Sum Root to Leaf Numbers LeetCode Solution

Table of Contents

Problem Statement

Sum Root to Leaf Numbers LeetCode Solution says – You are given the root of a binary tree containing digits from 0 to 9 only.

Each root-to-leaf path in the tree represents a number.

For example, the root-to-leaf path 1 -> 2 -> 3 represents the number 123.

Return the total sum of all root-to-leaf numbers. Test cases are generated so that the answer will fit in a 32-bit integer.

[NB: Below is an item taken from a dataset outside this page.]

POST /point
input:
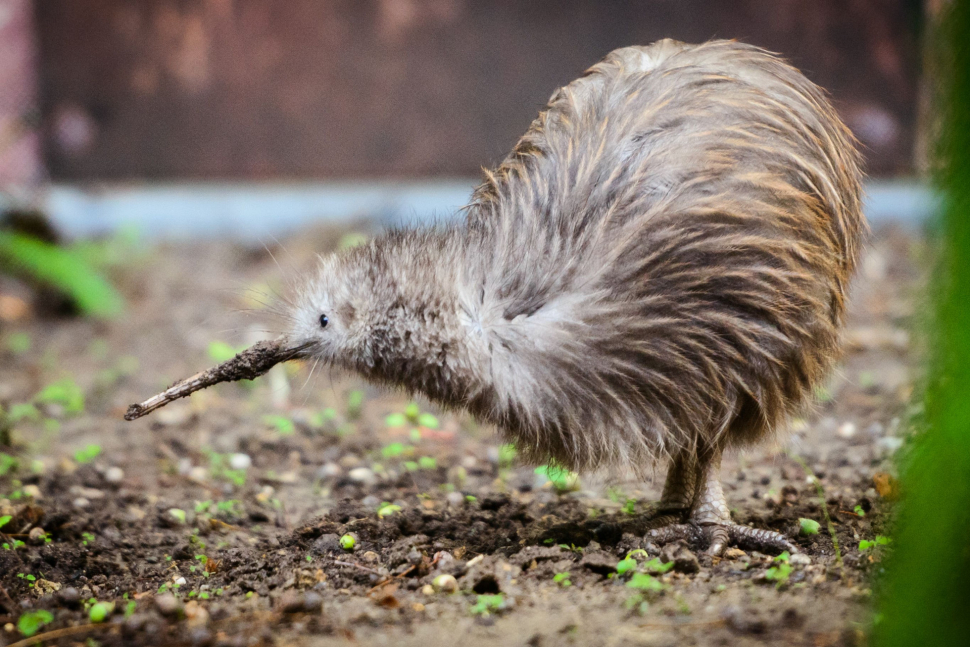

A leaf node is a node with no children.

Input: root = [1,2,3]
Output: 25
Explanation:
The root-to-leaf path 1->2 represents the number 12.
The root-to-leaf path 1->3 represents the number 13.
Therefore, sum = 12 + 13 = 25.

Input: root = [4,9,0,5,1]
Output: 1026
Explanation:
The root-to-leaf path 4->9->5 represents the number 495.
The root-to-leaf path 4->9->1 represents the number 491.
The root-to-leaf path 4->0 represents the number 40.
Therefore, sum = 495 + 491 + 40 = 1026.

Explanation

We recursively go to each node and check if it is null or not
a- If it is a null node, then we skip it and move to the next
b- If it is not a null node, we multiply the current by 10, and add the node value

We repeat the same procedure for all the nodes present, to get the final answer and return it.

Code

Java Solution:

class Solution {
    
    public int sumNumbers(TreeNode root) {
        
        return solve(root, 0);
    }
    
    int solve(TreeNode root, int curr){
        
        if(root == null){
            return 0;
        }
        
        curr = curr*10 + root.val;
        
        if(root.left == null && root.right == null){
            //leaf node
            return curr ;
        }
        
        return solve(root.left, curr) + solve(root.right, curr);
    }
}

C++ Solution

class Solution {
public:
    
    void solve(TreeNode* root, int ans, int &fans)
    {
        if(!root)
            return;
        
        if(!root->left && !root->right)
        {
            ans = ans *10 + root->val;
            fans +=ans;
            return;
        }
        
        ans = ans *10 + root->val;
        solve(root->left, ans, fans);
        solve(root->right, ans,fans);
    }
    int sumNumbers(TreeNode* root) 
    {
        int ans =0;
        int fans = 0;
        solve(root, ans, fans);
        return fans;
    }
};

Complexity Analysis of Sum Root to Leaf Numbers Leetcode Solution:

Time complexity O(N) where N is number of Nodes

Space complexity O(H) where H is the height of the tree